= James A. Pindar =

Catholic priest, educator, politician in US

The Rev. James A. Pindar (February 2, 1930 – May 8, 1984) was a Catholic priest, educator, and American Republican Party politician. He was a graduate of Seton Hall University, and the Darlington Seminary. He was ordained in 1954, and was an assistant pastor at St Mary's Church in Bayonne and St Brigid's Church in North Bergen. He received an MA in Communications from New York University and his law degree from Seton Hall University. He became a professor of communications at Seton Hall University in 1960. He served as the assistant superintendent of schools for the Newark Archdiocese from 1965 to 1967, as director of the archdiocese's radio and television office from 1967 to 1974, and of its communications office from 1974 to 1976.

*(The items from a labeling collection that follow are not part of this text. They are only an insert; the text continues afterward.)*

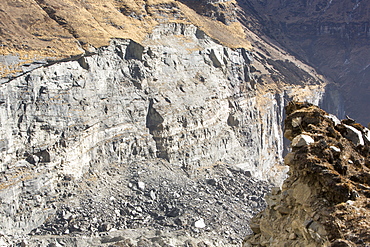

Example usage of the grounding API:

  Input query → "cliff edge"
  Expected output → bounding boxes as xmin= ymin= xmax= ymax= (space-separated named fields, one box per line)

xmin=243 ymin=102 xmax=370 ymax=247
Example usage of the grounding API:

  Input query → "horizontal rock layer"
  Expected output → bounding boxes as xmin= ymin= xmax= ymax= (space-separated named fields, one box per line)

xmin=0 ymin=20 xmax=337 ymax=242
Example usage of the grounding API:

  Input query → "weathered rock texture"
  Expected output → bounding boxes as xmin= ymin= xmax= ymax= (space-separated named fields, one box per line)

xmin=0 ymin=0 xmax=340 ymax=246
xmin=243 ymin=102 xmax=370 ymax=246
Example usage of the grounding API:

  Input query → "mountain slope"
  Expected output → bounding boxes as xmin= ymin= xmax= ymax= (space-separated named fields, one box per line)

xmin=238 ymin=0 xmax=370 ymax=125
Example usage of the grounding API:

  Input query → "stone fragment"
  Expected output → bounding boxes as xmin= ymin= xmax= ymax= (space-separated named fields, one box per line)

xmin=284 ymin=152 xmax=295 ymax=166
xmin=292 ymin=117 xmax=302 ymax=128
xmin=289 ymin=232 xmax=297 ymax=240
xmin=292 ymin=134 xmax=315 ymax=148
xmin=329 ymin=146 xmax=340 ymax=153
xmin=137 ymin=181 xmax=145 ymax=191
xmin=343 ymin=124 xmax=364 ymax=146
xmin=149 ymin=190 xmax=157 ymax=201
xmin=194 ymin=218 xmax=206 ymax=228
xmin=325 ymin=114 xmax=341 ymax=126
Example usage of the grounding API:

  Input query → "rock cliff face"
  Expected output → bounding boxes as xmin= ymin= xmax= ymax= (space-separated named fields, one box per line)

xmin=0 ymin=1 xmax=340 ymax=246
xmin=243 ymin=102 xmax=370 ymax=246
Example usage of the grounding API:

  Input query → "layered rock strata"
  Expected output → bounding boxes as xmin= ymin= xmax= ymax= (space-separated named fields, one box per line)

xmin=243 ymin=102 xmax=370 ymax=246
xmin=0 ymin=0 xmax=339 ymax=246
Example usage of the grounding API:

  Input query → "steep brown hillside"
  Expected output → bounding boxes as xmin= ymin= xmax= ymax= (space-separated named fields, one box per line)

xmin=0 ymin=0 xmax=250 ymax=77
xmin=243 ymin=102 xmax=370 ymax=247
xmin=238 ymin=0 xmax=370 ymax=124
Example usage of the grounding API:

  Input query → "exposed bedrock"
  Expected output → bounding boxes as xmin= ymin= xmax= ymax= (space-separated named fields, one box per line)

xmin=0 ymin=24 xmax=337 ymax=239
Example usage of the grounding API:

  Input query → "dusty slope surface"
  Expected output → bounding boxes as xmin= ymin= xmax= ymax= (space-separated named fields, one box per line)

xmin=243 ymin=102 xmax=370 ymax=246
xmin=238 ymin=0 xmax=370 ymax=125
xmin=0 ymin=0 xmax=250 ymax=77
xmin=0 ymin=1 xmax=340 ymax=246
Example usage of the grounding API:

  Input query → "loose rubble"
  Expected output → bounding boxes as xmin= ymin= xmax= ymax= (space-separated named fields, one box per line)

xmin=243 ymin=102 xmax=370 ymax=247
xmin=23 ymin=162 xmax=270 ymax=246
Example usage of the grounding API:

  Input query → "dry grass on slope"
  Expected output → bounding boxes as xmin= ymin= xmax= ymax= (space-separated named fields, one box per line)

xmin=0 ymin=0 xmax=250 ymax=77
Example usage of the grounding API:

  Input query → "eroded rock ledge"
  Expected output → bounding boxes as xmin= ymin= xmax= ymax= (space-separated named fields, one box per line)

xmin=243 ymin=102 xmax=370 ymax=247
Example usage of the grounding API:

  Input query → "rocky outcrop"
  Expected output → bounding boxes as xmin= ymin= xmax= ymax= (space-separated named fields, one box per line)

xmin=243 ymin=102 xmax=370 ymax=246
xmin=0 ymin=0 xmax=340 ymax=246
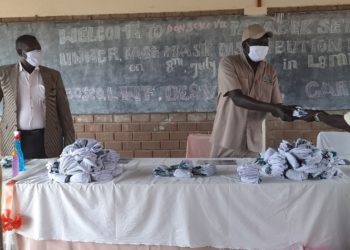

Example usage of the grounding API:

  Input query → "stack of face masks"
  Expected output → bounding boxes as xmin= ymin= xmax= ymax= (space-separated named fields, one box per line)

xmin=238 ymin=139 xmax=345 ymax=183
xmin=153 ymin=160 xmax=216 ymax=178
xmin=257 ymin=139 xmax=344 ymax=181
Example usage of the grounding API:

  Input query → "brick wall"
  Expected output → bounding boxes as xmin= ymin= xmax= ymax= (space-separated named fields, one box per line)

xmin=73 ymin=113 xmax=215 ymax=157
xmin=74 ymin=113 xmax=342 ymax=157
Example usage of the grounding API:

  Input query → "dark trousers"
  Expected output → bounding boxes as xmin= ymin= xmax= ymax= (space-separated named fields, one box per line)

xmin=20 ymin=129 xmax=47 ymax=159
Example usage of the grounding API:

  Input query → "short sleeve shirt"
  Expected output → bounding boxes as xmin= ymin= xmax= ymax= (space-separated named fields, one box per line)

xmin=210 ymin=54 xmax=282 ymax=152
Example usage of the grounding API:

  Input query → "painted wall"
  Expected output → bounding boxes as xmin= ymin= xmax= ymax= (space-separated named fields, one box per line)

xmin=0 ymin=0 xmax=350 ymax=18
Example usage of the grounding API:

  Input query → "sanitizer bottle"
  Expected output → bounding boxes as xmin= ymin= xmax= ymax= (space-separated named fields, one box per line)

xmin=13 ymin=131 xmax=26 ymax=171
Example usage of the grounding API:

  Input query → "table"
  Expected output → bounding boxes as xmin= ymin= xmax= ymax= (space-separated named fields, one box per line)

xmin=4 ymin=158 xmax=350 ymax=250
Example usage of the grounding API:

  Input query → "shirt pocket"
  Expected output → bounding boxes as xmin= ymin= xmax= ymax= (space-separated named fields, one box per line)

xmin=34 ymin=84 xmax=45 ymax=105
xmin=258 ymin=82 xmax=273 ymax=103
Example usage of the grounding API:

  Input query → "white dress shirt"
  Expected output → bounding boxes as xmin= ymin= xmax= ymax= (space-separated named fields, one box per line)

xmin=17 ymin=63 xmax=46 ymax=130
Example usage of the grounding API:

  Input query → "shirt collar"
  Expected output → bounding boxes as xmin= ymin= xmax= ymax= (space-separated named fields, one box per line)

xmin=18 ymin=62 xmax=40 ymax=73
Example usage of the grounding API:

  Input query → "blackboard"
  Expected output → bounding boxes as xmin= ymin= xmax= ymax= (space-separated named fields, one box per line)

xmin=0 ymin=10 xmax=350 ymax=114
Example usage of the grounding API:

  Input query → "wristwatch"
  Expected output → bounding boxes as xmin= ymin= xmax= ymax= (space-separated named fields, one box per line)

xmin=314 ymin=113 xmax=321 ymax=122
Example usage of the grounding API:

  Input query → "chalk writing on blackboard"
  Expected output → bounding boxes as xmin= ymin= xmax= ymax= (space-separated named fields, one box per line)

xmin=0 ymin=10 xmax=350 ymax=114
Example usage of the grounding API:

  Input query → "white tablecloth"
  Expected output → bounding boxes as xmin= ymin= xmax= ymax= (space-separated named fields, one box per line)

xmin=7 ymin=159 xmax=350 ymax=250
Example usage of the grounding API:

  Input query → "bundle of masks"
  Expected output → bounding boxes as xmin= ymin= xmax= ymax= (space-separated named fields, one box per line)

xmin=238 ymin=138 xmax=345 ymax=183
xmin=153 ymin=160 xmax=216 ymax=178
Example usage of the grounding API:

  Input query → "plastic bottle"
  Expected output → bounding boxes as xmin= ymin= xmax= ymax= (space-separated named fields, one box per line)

xmin=12 ymin=150 xmax=19 ymax=177
xmin=13 ymin=131 xmax=26 ymax=171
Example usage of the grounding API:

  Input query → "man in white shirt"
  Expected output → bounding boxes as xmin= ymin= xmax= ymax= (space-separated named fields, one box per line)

xmin=0 ymin=35 xmax=74 ymax=159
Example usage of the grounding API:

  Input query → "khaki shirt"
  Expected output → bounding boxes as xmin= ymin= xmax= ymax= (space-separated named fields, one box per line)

xmin=210 ymin=54 xmax=282 ymax=152
xmin=344 ymin=112 xmax=350 ymax=126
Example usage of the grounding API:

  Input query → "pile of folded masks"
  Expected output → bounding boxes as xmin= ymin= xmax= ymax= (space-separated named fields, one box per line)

xmin=153 ymin=160 xmax=216 ymax=178
xmin=46 ymin=139 xmax=123 ymax=183
xmin=256 ymin=138 xmax=344 ymax=181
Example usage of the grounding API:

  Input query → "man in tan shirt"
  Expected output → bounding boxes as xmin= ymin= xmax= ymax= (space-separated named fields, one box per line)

xmin=210 ymin=24 xmax=293 ymax=157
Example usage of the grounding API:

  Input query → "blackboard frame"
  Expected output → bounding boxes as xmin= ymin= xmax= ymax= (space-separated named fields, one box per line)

xmin=0 ymin=5 xmax=350 ymax=114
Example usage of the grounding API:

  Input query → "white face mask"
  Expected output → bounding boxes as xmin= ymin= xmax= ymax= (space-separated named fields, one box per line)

xmin=25 ymin=50 xmax=42 ymax=67
xmin=248 ymin=46 xmax=269 ymax=62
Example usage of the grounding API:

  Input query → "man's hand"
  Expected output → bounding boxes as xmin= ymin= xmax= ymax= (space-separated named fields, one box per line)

xmin=299 ymin=109 xmax=324 ymax=122
xmin=271 ymin=104 xmax=296 ymax=122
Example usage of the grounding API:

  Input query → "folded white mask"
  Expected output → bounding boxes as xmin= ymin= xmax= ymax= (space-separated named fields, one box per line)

xmin=248 ymin=46 xmax=269 ymax=62
xmin=25 ymin=50 xmax=42 ymax=67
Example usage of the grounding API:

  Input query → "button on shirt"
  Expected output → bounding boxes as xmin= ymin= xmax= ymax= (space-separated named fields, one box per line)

xmin=18 ymin=63 xmax=46 ymax=130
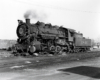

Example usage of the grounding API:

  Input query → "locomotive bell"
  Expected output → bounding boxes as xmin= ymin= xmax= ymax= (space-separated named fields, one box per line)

xmin=26 ymin=19 xmax=30 ymax=24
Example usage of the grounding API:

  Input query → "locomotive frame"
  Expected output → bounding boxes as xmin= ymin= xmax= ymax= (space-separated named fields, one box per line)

xmin=12 ymin=19 xmax=91 ymax=55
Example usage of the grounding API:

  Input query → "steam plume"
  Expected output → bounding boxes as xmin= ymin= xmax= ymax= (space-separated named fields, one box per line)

xmin=24 ymin=10 xmax=47 ymax=21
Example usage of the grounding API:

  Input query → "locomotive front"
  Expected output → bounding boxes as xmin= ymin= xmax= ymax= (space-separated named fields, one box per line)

xmin=16 ymin=19 xmax=30 ymax=39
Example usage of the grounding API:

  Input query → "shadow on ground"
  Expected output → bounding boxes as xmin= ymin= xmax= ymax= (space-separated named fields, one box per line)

xmin=59 ymin=66 xmax=100 ymax=79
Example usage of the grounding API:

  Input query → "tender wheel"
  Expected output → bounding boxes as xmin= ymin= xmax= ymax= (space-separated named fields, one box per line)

xmin=29 ymin=46 xmax=36 ymax=55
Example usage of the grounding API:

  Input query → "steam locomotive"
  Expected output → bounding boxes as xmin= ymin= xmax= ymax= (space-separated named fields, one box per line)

xmin=14 ymin=19 xmax=91 ymax=55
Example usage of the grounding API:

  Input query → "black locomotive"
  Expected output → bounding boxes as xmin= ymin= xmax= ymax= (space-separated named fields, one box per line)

xmin=14 ymin=19 xmax=91 ymax=55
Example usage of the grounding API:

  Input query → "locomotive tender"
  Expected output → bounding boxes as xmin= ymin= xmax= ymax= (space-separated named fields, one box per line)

xmin=14 ymin=19 xmax=91 ymax=55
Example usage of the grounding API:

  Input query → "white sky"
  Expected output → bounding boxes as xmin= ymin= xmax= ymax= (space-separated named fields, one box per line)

xmin=0 ymin=0 xmax=100 ymax=39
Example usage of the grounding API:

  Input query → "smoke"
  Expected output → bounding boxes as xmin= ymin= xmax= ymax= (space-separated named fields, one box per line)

xmin=24 ymin=10 xmax=47 ymax=21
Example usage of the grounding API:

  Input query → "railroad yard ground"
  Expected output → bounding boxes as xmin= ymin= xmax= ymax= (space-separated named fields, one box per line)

xmin=0 ymin=49 xmax=100 ymax=80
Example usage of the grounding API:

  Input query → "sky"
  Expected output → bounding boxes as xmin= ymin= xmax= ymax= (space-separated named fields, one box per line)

xmin=0 ymin=0 xmax=100 ymax=40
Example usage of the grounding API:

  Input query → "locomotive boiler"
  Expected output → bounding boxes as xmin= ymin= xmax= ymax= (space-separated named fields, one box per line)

xmin=14 ymin=19 xmax=91 ymax=55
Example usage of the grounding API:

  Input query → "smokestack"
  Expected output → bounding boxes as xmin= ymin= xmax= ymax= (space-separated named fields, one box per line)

xmin=26 ymin=19 xmax=30 ymax=24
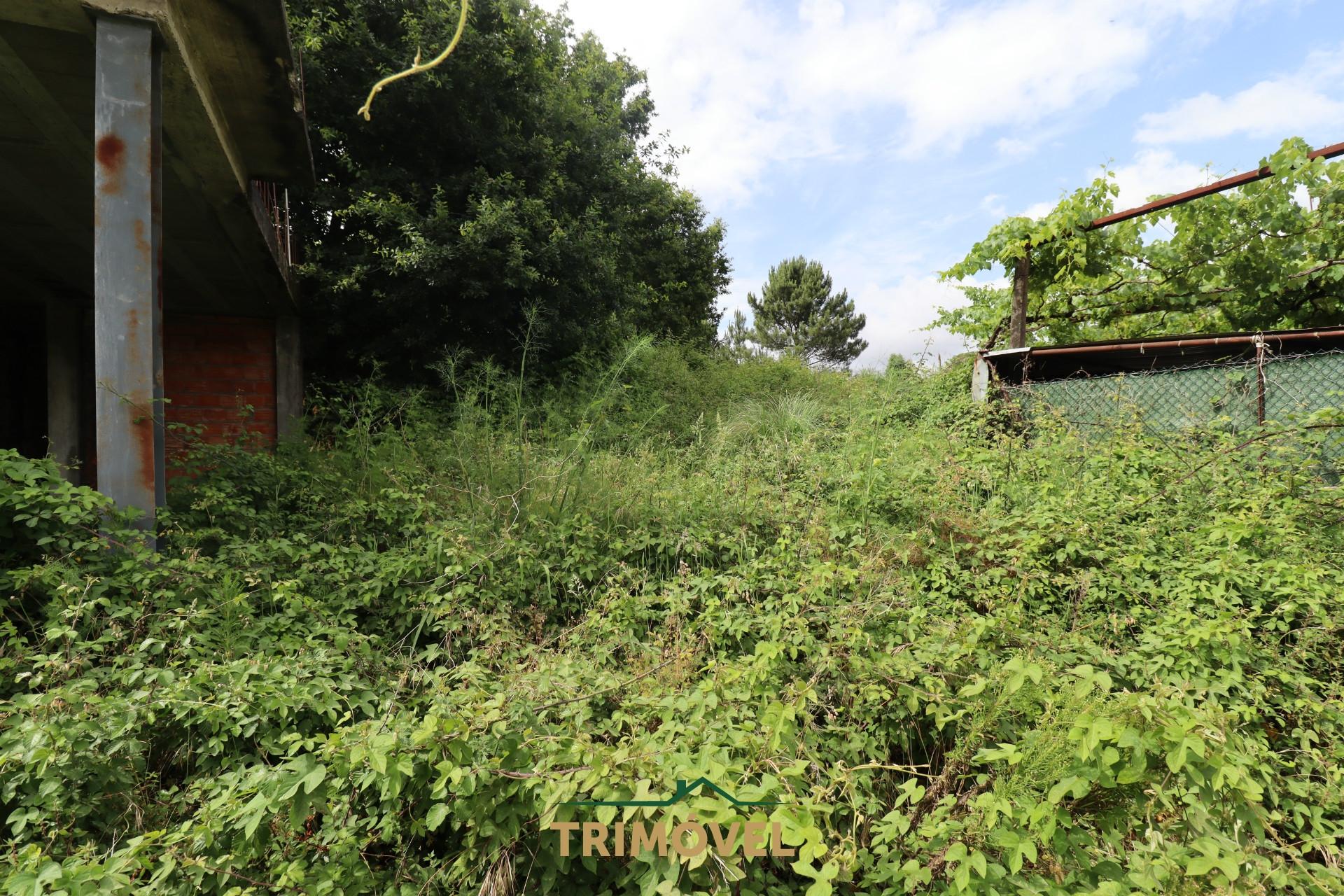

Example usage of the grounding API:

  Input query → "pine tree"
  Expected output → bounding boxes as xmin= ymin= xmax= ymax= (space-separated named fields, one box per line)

xmin=722 ymin=310 xmax=761 ymax=361
xmin=748 ymin=255 xmax=868 ymax=368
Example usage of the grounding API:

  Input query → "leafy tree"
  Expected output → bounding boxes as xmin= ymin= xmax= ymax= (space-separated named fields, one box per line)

xmin=289 ymin=0 xmax=729 ymax=380
xmin=748 ymin=255 xmax=868 ymax=367
xmin=937 ymin=139 xmax=1344 ymax=342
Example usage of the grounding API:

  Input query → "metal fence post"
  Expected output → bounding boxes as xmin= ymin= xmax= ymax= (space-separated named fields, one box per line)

xmin=1255 ymin=333 xmax=1265 ymax=426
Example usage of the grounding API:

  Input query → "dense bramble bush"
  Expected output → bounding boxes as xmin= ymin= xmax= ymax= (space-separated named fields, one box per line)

xmin=0 ymin=346 xmax=1344 ymax=896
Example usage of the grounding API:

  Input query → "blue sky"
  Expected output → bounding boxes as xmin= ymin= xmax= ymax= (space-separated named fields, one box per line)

xmin=529 ymin=0 xmax=1344 ymax=367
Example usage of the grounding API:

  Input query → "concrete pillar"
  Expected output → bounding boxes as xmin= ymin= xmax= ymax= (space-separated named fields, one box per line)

xmin=276 ymin=317 xmax=304 ymax=440
xmin=94 ymin=16 xmax=164 ymax=531
xmin=47 ymin=298 xmax=83 ymax=485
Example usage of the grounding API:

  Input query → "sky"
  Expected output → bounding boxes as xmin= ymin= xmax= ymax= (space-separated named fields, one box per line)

xmin=540 ymin=0 xmax=1344 ymax=367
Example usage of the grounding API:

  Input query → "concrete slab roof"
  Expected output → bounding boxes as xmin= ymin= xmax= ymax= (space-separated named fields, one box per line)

xmin=0 ymin=0 xmax=312 ymax=316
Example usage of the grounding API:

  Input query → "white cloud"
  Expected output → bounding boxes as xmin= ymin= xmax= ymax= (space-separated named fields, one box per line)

xmin=849 ymin=276 xmax=969 ymax=370
xmin=1020 ymin=200 xmax=1058 ymax=219
xmin=1116 ymin=149 xmax=1214 ymax=211
xmin=1134 ymin=47 xmax=1344 ymax=144
xmin=540 ymin=0 xmax=1236 ymax=212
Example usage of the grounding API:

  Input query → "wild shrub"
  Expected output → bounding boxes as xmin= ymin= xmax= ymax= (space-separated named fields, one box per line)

xmin=0 ymin=348 xmax=1344 ymax=896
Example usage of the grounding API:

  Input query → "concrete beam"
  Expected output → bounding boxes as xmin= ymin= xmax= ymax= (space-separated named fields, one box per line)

xmin=47 ymin=298 xmax=83 ymax=485
xmin=94 ymin=16 xmax=164 ymax=532
xmin=276 ymin=317 xmax=304 ymax=440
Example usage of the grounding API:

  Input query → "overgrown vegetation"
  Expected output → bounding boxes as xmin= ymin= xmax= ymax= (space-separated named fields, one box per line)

xmin=286 ymin=0 xmax=729 ymax=383
xmin=0 ymin=345 xmax=1344 ymax=896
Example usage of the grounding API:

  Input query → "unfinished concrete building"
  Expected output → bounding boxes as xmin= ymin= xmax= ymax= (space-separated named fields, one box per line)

xmin=0 ymin=0 xmax=312 ymax=526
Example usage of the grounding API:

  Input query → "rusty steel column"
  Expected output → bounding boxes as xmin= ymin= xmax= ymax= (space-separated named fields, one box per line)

xmin=1008 ymin=243 xmax=1031 ymax=348
xmin=92 ymin=16 xmax=164 ymax=532
xmin=276 ymin=316 xmax=304 ymax=442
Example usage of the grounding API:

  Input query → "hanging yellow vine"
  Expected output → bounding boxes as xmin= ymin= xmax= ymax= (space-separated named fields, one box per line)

xmin=356 ymin=0 xmax=470 ymax=121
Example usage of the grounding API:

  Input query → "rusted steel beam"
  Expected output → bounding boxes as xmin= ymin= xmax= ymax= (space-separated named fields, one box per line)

xmin=1084 ymin=142 xmax=1344 ymax=231
xmin=92 ymin=16 xmax=164 ymax=542
xmin=1031 ymin=328 xmax=1344 ymax=357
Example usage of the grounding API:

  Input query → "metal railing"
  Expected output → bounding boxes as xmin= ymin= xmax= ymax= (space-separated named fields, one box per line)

xmin=251 ymin=180 xmax=294 ymax=271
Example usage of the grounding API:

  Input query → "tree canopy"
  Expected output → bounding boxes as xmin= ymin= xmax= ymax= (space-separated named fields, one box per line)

xmin=730 ymin=255 xmax=868 ymax=367
xmin=937 ymin=139 xmax=1344 ymax=342
xmin=289 ymin=0 xmax=729 ymax=379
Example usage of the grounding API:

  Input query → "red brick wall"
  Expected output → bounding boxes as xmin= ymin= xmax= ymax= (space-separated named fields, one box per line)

xmin=164 ymin=314 xmax=276 ymax=456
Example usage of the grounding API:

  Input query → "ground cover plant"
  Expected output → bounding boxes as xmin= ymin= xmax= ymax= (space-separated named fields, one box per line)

xmin=0 ymin=344 xmax=1344 ymax=896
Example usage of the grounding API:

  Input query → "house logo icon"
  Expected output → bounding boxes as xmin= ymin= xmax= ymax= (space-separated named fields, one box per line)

xmin=563 ymin=778 xmax=783 ymax=808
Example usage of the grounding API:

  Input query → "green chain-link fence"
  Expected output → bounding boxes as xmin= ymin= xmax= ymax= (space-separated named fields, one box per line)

xmin=1009 ymin=351 xmax=1344 ymax=461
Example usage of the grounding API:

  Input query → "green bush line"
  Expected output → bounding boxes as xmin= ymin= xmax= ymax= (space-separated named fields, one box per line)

xmin=0 ymin=344 xmax=1344 ymax=896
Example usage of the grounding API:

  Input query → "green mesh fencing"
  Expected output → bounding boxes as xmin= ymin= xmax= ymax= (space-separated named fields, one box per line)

xmin=1009 ymin=352 xmax=1344 ymax=461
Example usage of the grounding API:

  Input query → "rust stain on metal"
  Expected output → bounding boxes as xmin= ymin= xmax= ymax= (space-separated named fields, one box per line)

xmin=94 ymin=134 xmax=126 ymax=195
xmin=130 ymin=408 xmax=155 ymax=494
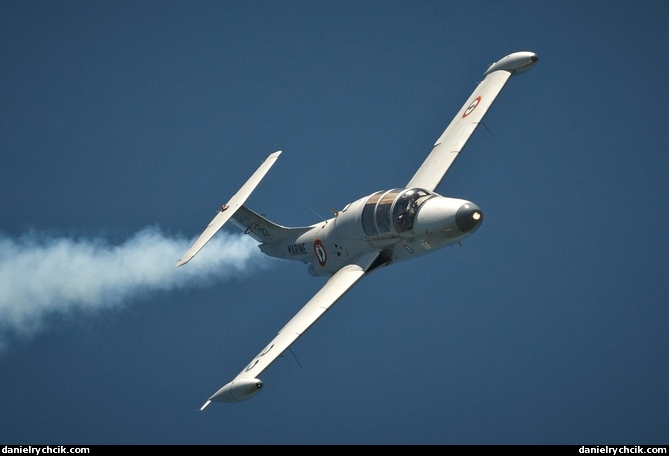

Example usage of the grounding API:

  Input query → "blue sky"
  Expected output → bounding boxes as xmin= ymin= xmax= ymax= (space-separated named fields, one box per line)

xmin=0 ymin=1 xmax=669 ymax=444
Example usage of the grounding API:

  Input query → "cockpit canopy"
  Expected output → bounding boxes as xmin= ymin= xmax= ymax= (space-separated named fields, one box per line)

xmin=362 ymin=188 xmax=434 ymax=236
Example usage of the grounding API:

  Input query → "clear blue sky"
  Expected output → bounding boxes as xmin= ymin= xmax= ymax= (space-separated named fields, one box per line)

xmin=0 ymin=0 xmax=669 ymax=444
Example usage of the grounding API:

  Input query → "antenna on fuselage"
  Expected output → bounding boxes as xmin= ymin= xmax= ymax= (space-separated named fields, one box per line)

xmin=307 ymin=206 xmax=332 ymax=223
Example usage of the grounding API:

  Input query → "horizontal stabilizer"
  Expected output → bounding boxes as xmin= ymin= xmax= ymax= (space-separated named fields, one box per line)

xmin=177 ymin=151 xmax=281 ymax=267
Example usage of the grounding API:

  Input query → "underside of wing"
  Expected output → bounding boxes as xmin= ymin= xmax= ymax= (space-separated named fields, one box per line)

xmin=407 ymin=52 xmax=538 ymax=191
xmin=177 ymin=151 xmax=281 ymax=267
xmin=200 ymin=252 xmax=379 ymax=410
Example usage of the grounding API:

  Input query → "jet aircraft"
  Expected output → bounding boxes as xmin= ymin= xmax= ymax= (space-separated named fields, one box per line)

xmin=177 ymin=51 xmax=538 ymax=410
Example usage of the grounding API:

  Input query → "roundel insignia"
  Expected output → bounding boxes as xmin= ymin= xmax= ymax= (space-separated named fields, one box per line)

xmin=462 ymin=97 xmax=481 ymax=119
xmin=314 ymin=239 xmax=328 ymax=268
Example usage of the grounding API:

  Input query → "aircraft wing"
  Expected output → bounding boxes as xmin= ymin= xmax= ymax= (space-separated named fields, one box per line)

xmin=407 ymin=52 xmax=539 ymax=191
xmin=177 ymin=150 xmax=281 ymax=267
xmin=200 ymin=251 xmax=379 ymax=410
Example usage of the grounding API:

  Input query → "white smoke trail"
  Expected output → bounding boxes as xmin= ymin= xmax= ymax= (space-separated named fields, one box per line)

xmin=0 ymin=228 xmax=268 ymax=350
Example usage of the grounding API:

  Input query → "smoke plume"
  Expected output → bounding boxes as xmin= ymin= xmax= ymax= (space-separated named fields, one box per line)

xmin=0 ymin=228 xmax=267 ymax=349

Pindar was the Republican nominee for Essex County Freeholder in 1973, but lost the general election in the Democratic landslide of that year.

He became a candidate for the New Jersey State Senate in 1977, running in a contested Republican Primary on a line headed by gubernatorial candidate Thomas Kean, the Assembly Minority Leader. He won the nomination by just 207 votes, 1,482 (42.04%) to 1,275 (36.17%) against Joan Lacey Mazauskas, who ran on a ticket headed by gubernatorial candidate Raymond Bateman. A third candidate, Rocco M. Clarizio, received 768 votes (21.79%); Clarizio was allied with another candidate for governor, former State Senator C. Robert Sarcone. Pindar lost the general election to the incumbent Democratic senator, Martin L. Greenberg, 16,986 (57.80%) to 11,399 (38.79%), with former Democratic State Senator Nicholas Fernicola, running as an independent, receiving 770 votes(2.62%).

After Kean was elected governor in 1981, Pindar accepted a position as a special assistant to the Governor. Pindar represented the Governor at functions Kean was unable to attend. Pindar's new job created a bit of a controversy; Archbishop Peter Gerety of the Archdiocese of Newark issued a statement at the time saying, "In order to eliminate any misunderstanding among our people, I must state that Father Pindar has no permission from his Archbishop to accept such a post." Pindar said he did not believe official approval was necessary.

Pindar had a heart attack while at his doctors office. He died at Riverview Hospital in Red Bank. He was 54. Kean issued the following statement: "The death of Jim Pindar fills me with a deep sense of personal loss and sadness. He was a personal friend of many years standing and one to whom I turned very often for his advice, counsel and wisdom."